Some of you will be familiar with Elgar's beautiful variation on a theme. You will know that it is associated with valediction - farewells. After two years at the helm of Overload, I regret that I must move on. As a self-employed consultant with a strong, and time-consuming, involvement in international standards, I find less and less time to devote to Overload the dedication it deserves. Pulling the magazine onto a six-issues-a-year schedule has been challenging, rewarding and fun. 1996 saw only five issues and my last editorial indicated, I hope, my frustration at this impending state of affairs.
A couple of volunteers came forward to assist with editing, which I greatly appreciate, but both said they did not have the time to commit to overall editorship. Which means that someone needs to step forward, as I did two years ago, to ensure the continued growth of the magazine. I hope someone will do so. I will be on hand to assist with issue 19 but it is my intent to move to California in the next year or so and producing Overload from across the pond, whilst possible, might be less than satisfactory in terms of schedule.
Coffee. Tea or Me?1
Java continues to progress on all fronts. It matures as a language, as raw technology and in pure popularity. More and more web sites are taking advantage of the sophistication that Java applets allow - not always successfully - and many UK companies are now investigating how they can benefit from using Java for some aspect of their business.
I'm writing this on a flight from Heathrow to Chicago, en route to San Francisco and the second Java Study Group meeting. The UK have formed an official panel, IST/5/-/53, to track the work of the SC22-backed JSG and provide input from UK companies and individuals. So far, only the UK and France have been this organised: France is generally following UK policy, with a few exceptions, and I hope we can continue close cooperation. The UK are providing a four-strong delegation to JSG and I am head of that delegation. If you are interested in contributing, contact the convenor: Derek Jones <firstname.lastname@example.org> of Knowledge Software Ltd. I'd like to think that this level of organisation shows how committed UK and French companies are to leading edge technology - if you are using Java for some aspect of your work, consider writing it up for future issues of Overload.
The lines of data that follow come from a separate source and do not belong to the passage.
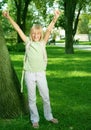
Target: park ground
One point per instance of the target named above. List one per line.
(69, 80)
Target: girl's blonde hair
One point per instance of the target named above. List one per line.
(36, 27)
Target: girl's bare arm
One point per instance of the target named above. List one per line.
(15, 25)
(51, 25)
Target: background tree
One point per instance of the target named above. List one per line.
(72, 10)
(12, 102)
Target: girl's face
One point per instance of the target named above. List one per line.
(36, 35)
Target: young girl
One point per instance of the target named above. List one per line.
(35, 66)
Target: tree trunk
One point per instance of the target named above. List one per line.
(12, 102)
(69, 11)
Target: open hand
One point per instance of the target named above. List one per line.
(5, 14)
(57, 13)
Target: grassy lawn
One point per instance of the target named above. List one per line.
(69, 80)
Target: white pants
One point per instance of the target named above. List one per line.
(32, 79)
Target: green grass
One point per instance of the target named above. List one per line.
(69, 80)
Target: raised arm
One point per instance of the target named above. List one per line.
(15, 25)
(51, 25)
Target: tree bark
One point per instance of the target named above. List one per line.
(69, 12)
(12, 102)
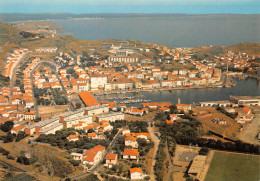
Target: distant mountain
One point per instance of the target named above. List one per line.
(9, 17)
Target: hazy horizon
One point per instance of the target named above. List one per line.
(132, 6)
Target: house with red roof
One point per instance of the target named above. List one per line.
(131, 141)
(88, 99)
(18, 128)
(73, 137)
(111, 159)
(131, 154)
(244, 115)
(136, 174)
(93, 155)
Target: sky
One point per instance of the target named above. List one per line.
(131, 6)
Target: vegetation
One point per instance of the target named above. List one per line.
(233, 167)
(188, 133)
(90, 177)
(159, 165)
(203, 151)
(144, 146)
(138, 126)
(231, 115)
(60, 139)
(7, 126)
(4, 81)
(19, 177)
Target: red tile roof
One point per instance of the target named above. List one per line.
(133, 170)
(111, 156)
(133, 152)
(88, 98)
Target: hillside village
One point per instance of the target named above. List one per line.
(116, 137)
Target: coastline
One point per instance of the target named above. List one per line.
(151, 90)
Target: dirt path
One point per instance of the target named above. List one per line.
(156, 144)
(207, 165)
(170, 167)
(250, 131)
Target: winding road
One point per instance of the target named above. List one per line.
(156, 144)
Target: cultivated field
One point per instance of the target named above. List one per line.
(206, 115)
(234, 167)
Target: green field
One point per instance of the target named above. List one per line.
(234, 167)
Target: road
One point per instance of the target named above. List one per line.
(13, 76)
(249, 132)
(100, 164)
(156, 144)
(170, 167)
(14, 168)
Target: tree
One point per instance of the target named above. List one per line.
(7, 126)
(203, 151)
(173, 109)
(9, 137)
(78, 105)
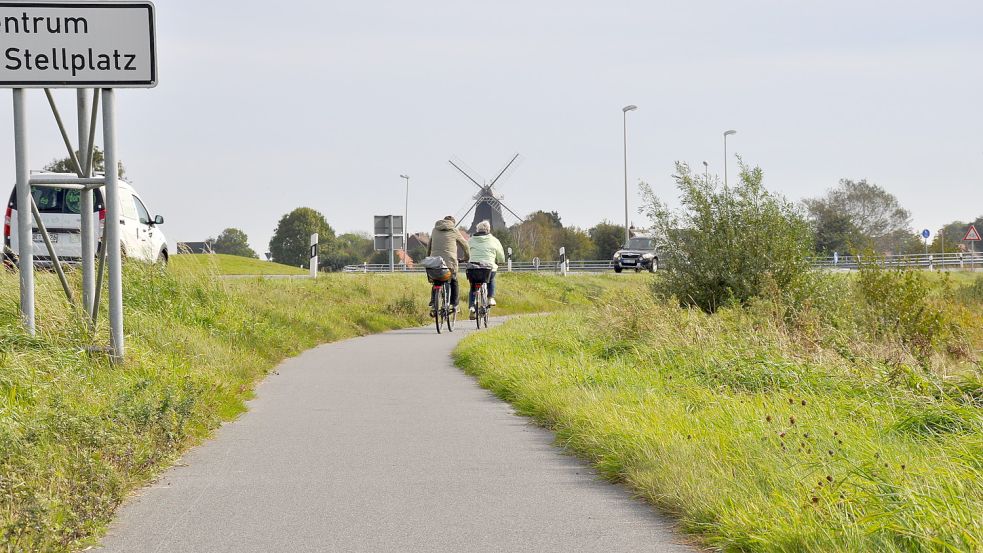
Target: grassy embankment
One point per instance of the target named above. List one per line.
(221, 264)
(850, 422)
(77, 434)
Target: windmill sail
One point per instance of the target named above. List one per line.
(488, 206)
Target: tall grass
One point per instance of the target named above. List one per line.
(838, 422)
(77, 434)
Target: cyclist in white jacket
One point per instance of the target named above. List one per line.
(485, 247)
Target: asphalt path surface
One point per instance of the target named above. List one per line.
(380, 444)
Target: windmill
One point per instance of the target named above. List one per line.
(487, 205)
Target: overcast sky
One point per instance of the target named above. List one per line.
(267, 106)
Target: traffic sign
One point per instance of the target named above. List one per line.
(382, 225)
(381, 243)
(78, 45)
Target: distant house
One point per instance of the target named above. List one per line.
(194, 247)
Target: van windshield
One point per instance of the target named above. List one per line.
(59, 200)
(638, 243)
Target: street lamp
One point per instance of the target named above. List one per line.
(624, 114)
(406, 213)
(726, 134)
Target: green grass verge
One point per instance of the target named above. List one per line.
(757, 437)
(77, 434)
(223, 264)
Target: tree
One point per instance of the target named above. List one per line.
(608, 238)
(232, 241)
(877, 219)
(728, 244)
(291, 242)
(835, 231)
(538, 236)
(65, 165)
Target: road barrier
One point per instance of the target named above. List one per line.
(937, 261)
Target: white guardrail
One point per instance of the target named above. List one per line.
(948, 261)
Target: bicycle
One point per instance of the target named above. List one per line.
(440, 298)
(479, 274)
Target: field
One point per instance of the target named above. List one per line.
(78, 434)
(851, 424)
(222, 264)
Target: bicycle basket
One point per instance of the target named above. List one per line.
(479, 274)
(439, 275)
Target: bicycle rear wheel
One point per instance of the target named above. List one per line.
(438, 306)
(480, 305)
(451, 312)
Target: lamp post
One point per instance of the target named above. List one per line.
(726, 134)
(406, 213)
(624, 114)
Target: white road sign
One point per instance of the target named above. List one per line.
(77, 44)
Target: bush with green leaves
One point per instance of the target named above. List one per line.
(728, 244)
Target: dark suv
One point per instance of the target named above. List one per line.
(638, 254)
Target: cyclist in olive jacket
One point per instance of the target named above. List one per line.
(444, 241)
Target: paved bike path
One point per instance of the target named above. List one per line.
(380, 444)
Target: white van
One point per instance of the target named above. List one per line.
(59, 207)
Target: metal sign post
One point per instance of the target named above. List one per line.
(96, 44)
(84, 112)
(25, 237)
(972, 236)
(389, 236)
(314, 247)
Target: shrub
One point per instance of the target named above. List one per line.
(728, 244)
(900, 304)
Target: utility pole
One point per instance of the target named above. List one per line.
(624, 113)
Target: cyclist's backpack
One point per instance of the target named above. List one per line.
(479, 271)
(437, 270)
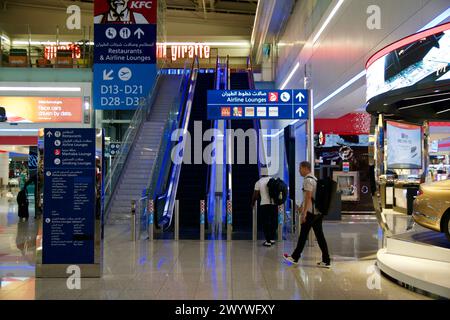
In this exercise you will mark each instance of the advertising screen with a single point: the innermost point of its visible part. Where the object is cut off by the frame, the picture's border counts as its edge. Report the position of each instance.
(422, 61)
(404, 146)
(42, 109)
(125, 11)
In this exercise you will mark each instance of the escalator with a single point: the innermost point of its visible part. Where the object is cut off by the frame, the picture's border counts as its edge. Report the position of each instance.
(244, 176)
(192, 186)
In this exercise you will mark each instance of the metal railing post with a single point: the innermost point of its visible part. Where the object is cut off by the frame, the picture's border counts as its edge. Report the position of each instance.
(229, 220)
(151, 219)
(177, 220)
(133, 220)
(202, 220)
(280, 222)
(255, 224)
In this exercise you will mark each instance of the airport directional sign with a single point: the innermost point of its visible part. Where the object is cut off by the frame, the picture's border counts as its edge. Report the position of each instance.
(258, 104)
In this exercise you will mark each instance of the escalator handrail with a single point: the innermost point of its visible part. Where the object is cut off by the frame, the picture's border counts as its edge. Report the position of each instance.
(176, 167)
(116, 170)
(229, 169)
(212, 170)
(257, 123)
(214, 124)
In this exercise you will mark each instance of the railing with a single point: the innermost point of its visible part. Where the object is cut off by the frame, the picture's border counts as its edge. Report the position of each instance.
(117, 166)
(212, 198)
(142, 204)
(176, 168)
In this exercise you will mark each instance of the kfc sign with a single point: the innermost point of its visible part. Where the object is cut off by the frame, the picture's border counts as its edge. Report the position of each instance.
(141, 5)
(183, 51)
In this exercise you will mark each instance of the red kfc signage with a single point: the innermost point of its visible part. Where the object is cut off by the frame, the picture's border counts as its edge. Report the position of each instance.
(125, 11)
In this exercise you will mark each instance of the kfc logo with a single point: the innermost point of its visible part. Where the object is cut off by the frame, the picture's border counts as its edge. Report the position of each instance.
(141, 5)
(225, 111)
(125, 12)
(273, 96)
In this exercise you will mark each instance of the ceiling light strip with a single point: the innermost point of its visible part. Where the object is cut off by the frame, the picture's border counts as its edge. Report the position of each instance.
(328, 20)
(422, 104)
(443, 111)
(427, 96)
(290, 76)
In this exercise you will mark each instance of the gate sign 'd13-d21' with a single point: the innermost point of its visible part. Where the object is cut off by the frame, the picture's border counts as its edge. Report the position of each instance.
(258, 104)
(124, 53)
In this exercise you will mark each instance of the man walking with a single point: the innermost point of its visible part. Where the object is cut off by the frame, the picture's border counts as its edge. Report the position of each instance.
(268, 209)
(309, 218)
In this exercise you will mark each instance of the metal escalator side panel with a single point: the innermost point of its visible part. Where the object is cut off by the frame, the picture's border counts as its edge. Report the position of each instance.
(167, 215)
(119, 164)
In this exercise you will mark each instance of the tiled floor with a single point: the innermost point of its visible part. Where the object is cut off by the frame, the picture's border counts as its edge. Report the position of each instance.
(166, 269)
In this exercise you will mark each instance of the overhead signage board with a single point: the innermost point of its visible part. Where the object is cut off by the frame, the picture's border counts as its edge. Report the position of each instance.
(126, 44)
(122, 87)
(258, 104)
(69, 196)
(124, 53)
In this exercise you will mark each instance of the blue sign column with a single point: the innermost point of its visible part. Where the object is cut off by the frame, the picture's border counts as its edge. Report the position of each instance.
(124, 55)
(258, 104)
(69, 196)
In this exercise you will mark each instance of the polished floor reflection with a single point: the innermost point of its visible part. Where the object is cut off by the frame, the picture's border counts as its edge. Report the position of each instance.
(166, 269)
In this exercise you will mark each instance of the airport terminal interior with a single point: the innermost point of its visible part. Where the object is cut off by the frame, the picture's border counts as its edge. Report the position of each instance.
(182, 150)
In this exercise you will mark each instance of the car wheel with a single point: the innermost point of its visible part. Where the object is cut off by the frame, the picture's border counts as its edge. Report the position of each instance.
(446, 225)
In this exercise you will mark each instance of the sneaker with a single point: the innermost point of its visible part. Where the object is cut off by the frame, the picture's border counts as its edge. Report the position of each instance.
(289, 259)
(267, 244)
(324, 265)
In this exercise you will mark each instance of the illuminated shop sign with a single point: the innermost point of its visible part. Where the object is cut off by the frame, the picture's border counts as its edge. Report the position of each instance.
(183, 51)
(418, 59)
(50, 51)
(42, 109)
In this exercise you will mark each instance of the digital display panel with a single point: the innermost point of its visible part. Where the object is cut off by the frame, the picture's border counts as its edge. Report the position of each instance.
(422, 61)
(404, 146)
(42, 109)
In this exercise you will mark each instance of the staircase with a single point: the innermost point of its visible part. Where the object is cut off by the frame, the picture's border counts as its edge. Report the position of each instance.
(192, 183)
(136, 174)
(244, 176)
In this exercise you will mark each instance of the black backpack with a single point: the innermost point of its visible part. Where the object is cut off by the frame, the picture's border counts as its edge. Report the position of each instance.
(324, 193)
(3, 117)
(277, 190)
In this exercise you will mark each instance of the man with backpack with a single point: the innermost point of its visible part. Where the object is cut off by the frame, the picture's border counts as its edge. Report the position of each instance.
(314, 196)
(268, 209)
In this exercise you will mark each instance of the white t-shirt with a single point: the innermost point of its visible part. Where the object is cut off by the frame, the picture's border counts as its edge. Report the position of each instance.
(261, 186)
(310, 184)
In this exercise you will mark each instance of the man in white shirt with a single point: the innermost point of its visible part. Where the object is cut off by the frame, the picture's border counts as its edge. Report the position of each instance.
(310, 217)
(268, 209)
(120, 13)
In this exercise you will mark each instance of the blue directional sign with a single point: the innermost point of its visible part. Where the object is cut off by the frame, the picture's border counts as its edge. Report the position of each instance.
(125, 44)
(123, 87)
(258, 104)
(69, 196)
(124, 54)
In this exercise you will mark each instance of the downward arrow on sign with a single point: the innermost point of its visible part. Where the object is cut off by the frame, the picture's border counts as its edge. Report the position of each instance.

I expect to continue writing for Overload. I have a backlog of books to review for a start and I shall be writing more about Java and probably also about Smalltalk. I hope that future editors might find my submissions on non-C++ languages to be sufficiently interesting as to publish them in Overload. I have also been asked to write for other magazines and, if I have time and inclination, I shall probably do so.
The Outgoing Editor
Joint issue number
A word from Francis:
Whatever efforts are put in by future editors during the remainder of this subscription year, we are not going to manage more than five issues of Overload (and it is going to need more involvement by the readership to achieve even that). There will be a suitable discount at renewal time to compensate for this shortfall in promised issues. However, for arcane technical reasons related to Overload having an ISSN number, this issue is numbered as both 17 and 18.